Fifth, an equitable system for distribution is sorely needed during an emergency, and this is not identified. During a pandemic the demand for materials can come from many different kinds of organizations. We have seen large integrated delivery systems, individual hospitals (in and outside of these systems), government delivery systems including military and VA, prisons, nursing and senior residential facilities and rural hospitals and clinics all seeking products. Importantly, all have had access or lack of access to different sources. The “alternative market” that has emerged during COVID-19, consisting principally of suppliers with personal contacts in Asia that were not part of the every-day PPE production system, targeted many of these provider organizations. An equitable system will be responsive to need as opposed to demand and be guided by a set of ethical principles that facilitate triage and distribution. To have an equitable system requires input from the various provider organizations regarding demand on their systems – but also focuses on preparedness (just in case) – which, if credible, may well prevent hoarding.
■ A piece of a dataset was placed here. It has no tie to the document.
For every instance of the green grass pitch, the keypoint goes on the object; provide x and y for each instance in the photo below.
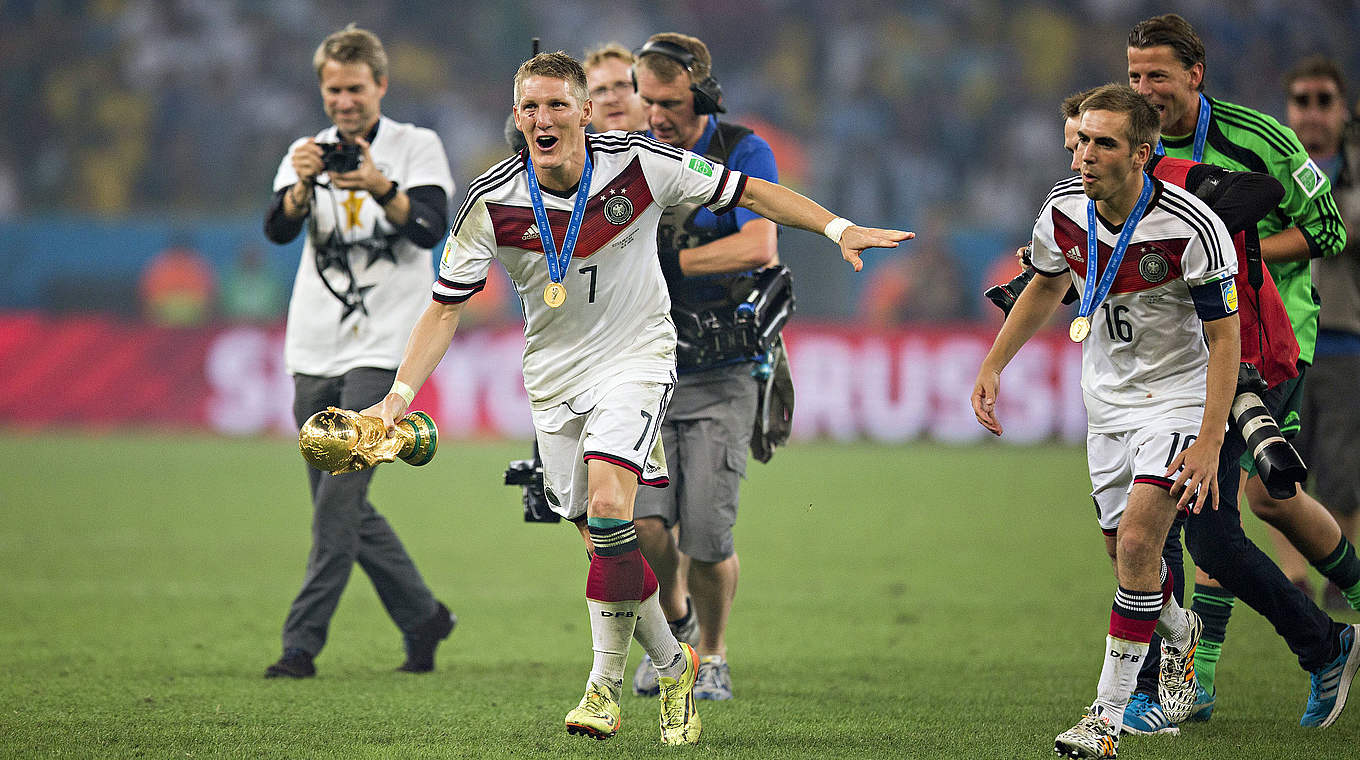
(918, 601)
If we can see where things are going, we can alleviate the need to rely on distributors and vendors to allocate material to the right places, whereas a demand sensing capability at the SNS level can drive allocation to the right states and counties most in need. Resource availability is key, but we note that information availability may be just as important, if not more so. We note that current COVID19 supply strategies have become a zero-sum game given asymmetric information, and new forms of governance are required to address these shortfalls.
 Handfield, R. (2010). SUPPLY MARKET INTELLIGENCE: Think Differently, Gain an Edge. Supply Chain Management Review, 14(6), pp. 42-44, 46-49.